Sandra Helin of the Southwestern Insurance Information Service, an industry group, said companies vary in their emphasis on credit ratings and pointed out that all underwriting policies related to the use of credit history must be approved by the Texas Department of Insurance.
She also pointed to a 2004 study by the department that found a strong correlation between credit history and insurance risk — showing that those with a lower credit scores tend to file more claims.
“It is just a good business practice,” she said.
Credit scores, also used by banks, credit card firms, lenders and even employers, consolidate large volumes of consumer credit information into a single number. The score is based on such factors as the number and type of accounts a consumer has, late payments, collection actions, outstanding debt and the age of accounts.
But a key difference between insurance companies and banks is the purpose of the scores. While banks and credit card firms use the numbers to evaluate creditworthiness, insurers use the scores to predict risk.
That difference raises questions about the use of credit scores by insurance companies, a leading consumer group argues.
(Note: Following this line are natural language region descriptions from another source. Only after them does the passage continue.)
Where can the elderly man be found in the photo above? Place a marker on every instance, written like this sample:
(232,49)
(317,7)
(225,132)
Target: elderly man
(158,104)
“Credit is extended on a promise to repay, while insurance is a product you pay for upfront. If you don’t pay the premiums upfront, you don’t get insurance,” said Alex Winslow of Texas Watch, a consumer group active in insurance issues.
Winslow argued that using credit ratings to decide how much a consumer should pay for insurance is “fatally flawed.”
“It doesn’t make sense that insurance companies set rates based on whether somebody is late on their credit card payments. You’re not more likely to have your house hit by a tornado just because you’re late on credit card payments,” he said.
Texas Watch also notes that 65 percent of drivers with the worst credit scores are minorities, while nearly 90 percent of drivers with the best credit scores are white.
Critics have tried to get the Texas Legislature to restrict or abolish credit scoring by insurers, but those efforts have failed in the face of strong opposition from the industry. Just one state, Hawaii, bans the practice entirely, and several other states have restrictions on the use of the scores.
Study’s findings
Texas law restricts companies from using high medical bills or limited credit history to determine premiums. Beyond that, insurers can use any credit history information.
Companies contend that a ban on insurance credit scores would increase premiums for large numbers of drivers and homeowners who have good ratings.
In a study released in January, the Consumer Federation of America found that low- and moderate-income families in Texas and other states are hurt by credit scoring and other rate classification systems regularly used by insurers.
“They pay higher premiums because insurers use rating factors such as location of residence, occupation, education and credit rating, which they claim are correlated with risk. But insurers often have not adequately demonstrated to regulators that these correlations exist or that they adequately affect risk,” the report said.
“From this evidence of disparate treatment, it is difficult to avoid the conclusion that major insurers are far more interested in selling insurance to higher income families,” it read.
The study was directed by former Texas Insurance Commissioner J. Robert Hunter, who is now the director of insurance for the Consumer Federation.